Surgery – Instruments – Sutureless closure
Reexamination Certificate
1999-10-06
2002-05-21
Milano, Michael J. (Department: 3731)
Surgery
Instruments
Sutureless closure
Reexamination Certificate
active
06391049
ABSTRACT:
TECHNICAL FIELD OF THE INVENTION
The present invention relates in general to the field of biological tissue repair. More particularly, it concerns a new light activated device, which can be used for improved wound closure.
BACKGROUND OF THE INVENTION
The conventional methods for tissue repair use sutures, staples or clips [Werker 1997]. Sutures are favored because they are cost effective, reliable and more importantly, are suitable for almost any type of tissue. The use of any of these conventional fasteners, however, causes tissue injury due to their mechanical intrusion. By their very nature, they result in a “foreign body” being left in the tissue. Tissue injury and foreign body reaction can give rise to such problems as inflammation, granuloma formation, scarring, and stenosis. Sutures become difficult or tedious to execute in microsurgical or minimally invasive endoscopic applications, where staples or clips are better suited. Staples and clips are not easily adapted to different tissue dimensions, however, and maintaining precision of alignment of the tissue is difficult because of the relatively large force required to fit them. Finally, none of these fasteners produce a watertight seal over the repair.

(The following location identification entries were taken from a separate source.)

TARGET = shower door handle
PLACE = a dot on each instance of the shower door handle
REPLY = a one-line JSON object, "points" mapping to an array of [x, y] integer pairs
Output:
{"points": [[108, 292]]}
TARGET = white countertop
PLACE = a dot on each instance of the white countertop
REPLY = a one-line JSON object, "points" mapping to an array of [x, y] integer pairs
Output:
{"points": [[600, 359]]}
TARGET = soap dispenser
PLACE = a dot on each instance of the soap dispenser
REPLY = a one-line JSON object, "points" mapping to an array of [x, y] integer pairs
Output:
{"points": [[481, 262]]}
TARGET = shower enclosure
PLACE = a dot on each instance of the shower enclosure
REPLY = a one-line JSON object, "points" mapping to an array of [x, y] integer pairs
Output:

Laser welding is another technique used to achieve tissue anastomosis. Laser energy is used to induce thermal changes in connective tissue proteins. As temperatures rise and/or heating times are prolonged, cellular and tissue structural proteins undergo denaturation and conformational changes, a process defined as coagulation [Pearce 1995]. This process results in the joining or bonding of the adjoining tissue edges [Schober 1986, Bass 1992]. A wide range of lasers have been used for laser tissue welding. Infrared sources include carbon dioxide (CO
2
), thulium-holmium-chromium, holmium, thulium and neodymium rare earth doped garnets (THC:YAG,Ho:YAG, Tm:YAG or Nd:YAG), and gallium aluminium arsenide diode (GaAlAs) lasers. Visible sources include potassium-titanyl-phosphate (KTP) frequency-doubled Nd:YAG and argon lasers. The laser energy is absorbed by water at the infrared wavelengths and by hemoglobin and melanin at the visible wavelengths, thereby heating proteins within the target tissue.

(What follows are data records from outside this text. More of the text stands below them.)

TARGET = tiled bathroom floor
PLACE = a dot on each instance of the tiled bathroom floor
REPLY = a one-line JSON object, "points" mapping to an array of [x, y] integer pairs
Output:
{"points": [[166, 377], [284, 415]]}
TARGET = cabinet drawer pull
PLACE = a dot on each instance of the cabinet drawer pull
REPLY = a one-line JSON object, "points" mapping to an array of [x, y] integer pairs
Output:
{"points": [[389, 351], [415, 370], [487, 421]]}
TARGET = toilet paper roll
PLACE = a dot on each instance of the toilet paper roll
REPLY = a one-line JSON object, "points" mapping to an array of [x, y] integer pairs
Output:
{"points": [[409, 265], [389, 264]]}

Compared with conventional tissue repair techniques, the laser welding technique offers reduced suture and needle trauma [Godlewski 1996], reduced foreign body reaction [Dalsing 1992], reduced bleeding [Chikamatsu 1995], the potential to form an immediate watertight anastomosis intraoperatively [Bass 1995] and shorter operating times [Maragh 1988]. While some success has been achieved in experimental applications, clinical use of this technology has been hindered by unreliable fusion strength [Jain 1979, Grubbs 1988], excessive thermal damage of tissue caused by direct laser heating [Thomsen 1985, Kopchok 1988, Chow 1990], technical difficulties with tissue alignment [Bass 1995], the ambiguity of the end point for the procedure [Bass 1995], and by poor reproducibility [Thomsen 1995].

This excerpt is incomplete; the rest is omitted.